The following year, Aykroyd was about to open in the Pasadena, California, company of Second City when he received a telephone call from Lorne Michaels. A Toronto-born, thiry-year-old veteran comedy writer, Michaels was going to produce a ninety-minute television comedy-variety show that would be broadcast live from NBC in New York every Saturday night. The show, which was to be Saturday Night (to disinguish it from ABC's variety show, Saturday Night Live with Howard Cosell), would feature comedy sketches performed by a resident company of actors and a weekly guest host. Michaels had received a sixteen-show commitment from the network, and was now selecting the cast. Chevy Chase (later to join the cast for the first season) had been hired as a writer. John Belushi and Gilda Radner were under consideration. Michaels wanted Aykroyd to come to New York for an audition.
Aykroyd had doubts about the show. For one thing, there didn't seem to be a future in live television comedy; it hadn't been done since the fifties--it just didn't exist anymore. For another, who wanted to make risky comedy in a broadcasting company that was a slave to Nielson ratings. Aykroyd didn't wish to screw up his career with some live show that would probably be a dead show after three nights of dismal ratings. At twenty-two, he was doing just fine, thank you very much, without television and without New York; he had just received his first part in a Canadian motion picture. "I don't know about this late night kind of comedy you're gonna do," he told Michaels. "I don't think it's gonna fly, pal."
There were a few more calls from Michaels; Aykroyd continued to stall. Then, there was Belushi on the phone, madly persuasive, talking him into coming to New York for the auditions at least. Belushi was adamant: They were actors, man, so they wouldn't give an inch to television--the kind of pretaped, canned-laughter, comedy factories on prime-time network TV. No way, Jose. He had already met with Michaels, and told him that he thought television was garbage. But supposedly, this show of Michaels's was going to be a new kind of television, inspired by improvisational theater and spontaneous comic acting...

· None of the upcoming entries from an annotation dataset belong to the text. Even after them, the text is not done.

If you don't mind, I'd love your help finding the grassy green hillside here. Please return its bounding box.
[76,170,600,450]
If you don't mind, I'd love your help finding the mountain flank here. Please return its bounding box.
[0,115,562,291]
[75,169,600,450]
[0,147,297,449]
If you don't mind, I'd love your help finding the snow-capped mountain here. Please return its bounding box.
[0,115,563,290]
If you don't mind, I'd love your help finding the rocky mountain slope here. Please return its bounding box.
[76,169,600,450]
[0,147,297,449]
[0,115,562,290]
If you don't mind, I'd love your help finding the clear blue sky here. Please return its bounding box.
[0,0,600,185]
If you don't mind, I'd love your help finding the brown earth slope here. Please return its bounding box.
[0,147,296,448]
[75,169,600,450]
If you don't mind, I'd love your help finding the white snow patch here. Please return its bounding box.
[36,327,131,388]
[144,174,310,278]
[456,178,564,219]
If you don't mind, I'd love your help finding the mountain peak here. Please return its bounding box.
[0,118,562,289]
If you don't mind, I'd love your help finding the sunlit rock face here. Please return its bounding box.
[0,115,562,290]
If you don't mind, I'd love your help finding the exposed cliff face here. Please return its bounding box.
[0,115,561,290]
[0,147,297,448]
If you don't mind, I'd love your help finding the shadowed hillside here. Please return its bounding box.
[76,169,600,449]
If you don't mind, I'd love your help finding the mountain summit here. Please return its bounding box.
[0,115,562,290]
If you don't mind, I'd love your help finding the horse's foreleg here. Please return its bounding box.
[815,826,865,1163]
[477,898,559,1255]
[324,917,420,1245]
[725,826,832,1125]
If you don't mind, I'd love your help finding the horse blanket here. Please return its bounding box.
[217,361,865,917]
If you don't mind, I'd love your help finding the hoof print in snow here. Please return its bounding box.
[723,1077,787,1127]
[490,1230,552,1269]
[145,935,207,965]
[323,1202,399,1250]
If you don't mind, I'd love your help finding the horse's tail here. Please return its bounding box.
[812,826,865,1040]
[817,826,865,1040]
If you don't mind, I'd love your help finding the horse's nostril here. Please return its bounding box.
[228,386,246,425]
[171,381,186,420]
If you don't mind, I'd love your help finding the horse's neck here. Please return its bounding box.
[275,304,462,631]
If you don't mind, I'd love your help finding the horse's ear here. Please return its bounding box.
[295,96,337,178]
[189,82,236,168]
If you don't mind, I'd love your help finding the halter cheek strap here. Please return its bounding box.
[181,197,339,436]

After a few minutes of arm twisting, Aykroyd couldn't say no. (Looking back, Aykroyd sees that his own initial reluctance, and Belushi's forceful persuasiveness, were constant characterstics of their relationship: "I'm always so reluctant to jump in. He got me to do things I didn't want to do all the time. Joining Saturday Night was just one.") Though confident of his own talents, Aykroyd was emboldened by Belushi's fearlessness and dazzled by his audacity. According to Michaels, "Danny absolutely idolized John's nerve. Danny has great respect for courage and bravery, and is, of course very brave and courageous himself, but he stood in awe of John's nerve."